Il mancato riposo notturno può provocare danni alla salute. Sulla base di ciò, i giudici della Corte di Cassazione hanno quindi stabilito, confermando una sentenza della Corte d’Appello di Caltanissetta, che se i cani abbaiano di notte impedendo ai vicini di dormire, i loro proprietari potrebbero essere costretti a pagare un risarcimento anche sostanzioso.

Stando a quanto riportato da roma.repubblica.it, tale decisione deriva dal caso di due cani lasciati abbaiare tutte le notti sul terrazzo di un appartamento che si trova all’interno di un condominio.
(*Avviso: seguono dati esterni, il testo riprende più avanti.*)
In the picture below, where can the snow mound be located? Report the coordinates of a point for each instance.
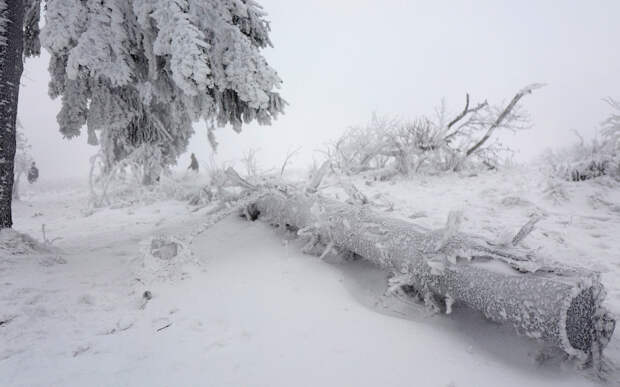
(15, 243)
(164, 258)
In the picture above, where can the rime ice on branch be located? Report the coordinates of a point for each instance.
(141, 72)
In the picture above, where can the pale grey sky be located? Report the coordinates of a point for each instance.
(342, 60)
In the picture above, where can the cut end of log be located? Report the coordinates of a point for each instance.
(588, 325)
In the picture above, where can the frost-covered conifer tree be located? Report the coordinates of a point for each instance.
(138, 73)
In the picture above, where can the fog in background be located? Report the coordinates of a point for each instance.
(343, 60)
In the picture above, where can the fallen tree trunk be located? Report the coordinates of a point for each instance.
(559, 306)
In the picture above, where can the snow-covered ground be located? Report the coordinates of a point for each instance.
(242, 306)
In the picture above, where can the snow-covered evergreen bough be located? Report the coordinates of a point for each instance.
(140, 72)
(560, 306)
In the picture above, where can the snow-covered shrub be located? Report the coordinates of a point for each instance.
(581, 161)
(585, 161)
(388, 146)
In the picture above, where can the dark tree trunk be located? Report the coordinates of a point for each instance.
(11, 66)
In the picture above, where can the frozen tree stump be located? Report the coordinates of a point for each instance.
(557, 305)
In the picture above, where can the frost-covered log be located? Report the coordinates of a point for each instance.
(559, 306)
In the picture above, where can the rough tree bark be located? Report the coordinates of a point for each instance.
(559, 306)
(11, 67)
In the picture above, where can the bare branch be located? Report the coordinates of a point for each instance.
(318, 177)
(238, 180)
(463, 113)
(525, 230)
(507, 110)
(289, 155)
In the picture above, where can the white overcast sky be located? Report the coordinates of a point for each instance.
(342, 60)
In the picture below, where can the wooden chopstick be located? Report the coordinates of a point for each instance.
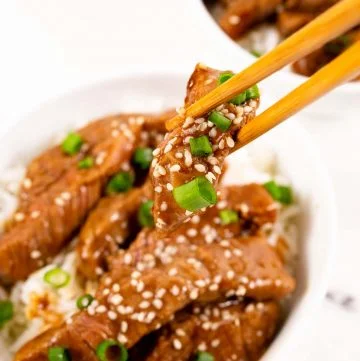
(332, 23)
(345, 67)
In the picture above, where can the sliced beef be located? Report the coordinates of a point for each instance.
(173, 163)
(240, 15)
(51, 165)
(289, 22)
(228, 331)
(309, 5)
(107, 228)
(150, 282)
(50, 220)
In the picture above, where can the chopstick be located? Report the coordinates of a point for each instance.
(332, 23)
(344, 68)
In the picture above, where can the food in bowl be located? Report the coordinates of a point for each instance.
(91, 272)
(259, 25)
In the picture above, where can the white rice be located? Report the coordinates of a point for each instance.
(253, 164)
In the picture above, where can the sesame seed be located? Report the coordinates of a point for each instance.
(177, 344)
(200, 167)
(230, 142)
(234, 19)
(175, 168)
(35, 254)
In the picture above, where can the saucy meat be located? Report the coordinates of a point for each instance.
(175, 161)
(228, 331)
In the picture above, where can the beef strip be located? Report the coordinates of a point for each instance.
(50, 220)
(309, 5)
(228, 331)
(107, 228)
(240, 15)
(174, 165)
(108, 225)
(53, 164)
(155, 279)
(289, 22)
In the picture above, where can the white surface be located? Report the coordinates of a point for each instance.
(49, 46)
(294, 152)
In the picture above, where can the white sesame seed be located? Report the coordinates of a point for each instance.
(177, 344)
(200, 167)
(230, 142)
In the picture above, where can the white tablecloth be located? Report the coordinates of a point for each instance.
(48, 46)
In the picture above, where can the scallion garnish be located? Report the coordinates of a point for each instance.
(145, 217)
(220, 121)
(204, 356)
(143, 157)
(58, 354)
(253, 92)
(200, 146)
(120, 182)
(72, 144)
(57, 277)
(111, 350)
(196, 194)
(223, 77)
(86, 163)
(84, 301)
(228, 216)
(6, 312)
(282, 194)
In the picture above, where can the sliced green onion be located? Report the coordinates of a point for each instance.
(111, 350)
(84, 301)
(58, 354)
(143, 157)
(228, 216)
(86, 163)
(220, 121)
(200, 146)
(239, 99)
(57, 277)
(196, 194)
(282, 194)
(72, 144)
(223, 77)
(145, 217)
(256, 53)
(6, 311)
(253, 92)
(204, 356)
(120, 182)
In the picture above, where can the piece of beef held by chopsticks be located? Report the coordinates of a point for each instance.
(188, 164)
(229, 330)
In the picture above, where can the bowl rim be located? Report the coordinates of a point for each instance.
(312, 297)
(230, 45)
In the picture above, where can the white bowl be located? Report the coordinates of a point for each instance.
(341, 102)
(296, 154)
Esasperato dai latrati, un dirimpettaio, sostenendo che il mancato riposo gli avesse procurato danni alla salute e conseguenze nella vita sociale e professionale, ha fatto così causa. Sia il Tribunale di Nicosia, prima, che quello di Caltanissetta, dopo, gli hanno dato ragione. Adesso, a confermare le sentenze precedenti è stata anche la Cassazione, che ha condannato i proprietari dei due animali a pagare 5.200 euro, “oltre a spese generali ed accessori”. La corte Suprema non ha fatto altro che ribadire un principio già evidenziato in una norma, secondo “chiunque, mediante schiamazzi o rumori, ovvero abusando di strumenti sonori o di segnalazioni acustiche, ovvero suscitando o non impedendo strepiti di animali, disturba le occupazioni o il riposo delle persone, ovvero gli spettacoli, i ritrovi o i trattenimenti pubblici, è punito con l’arresto fino a 3 mesi, o con l’ammenda fino a euro 309. Si applica l’ammenda da 103 a 516 euro a chi esercita una professione o un mestiere rumoroso contro le disposizioni della legge o le prescrizioni dell’Autorità”.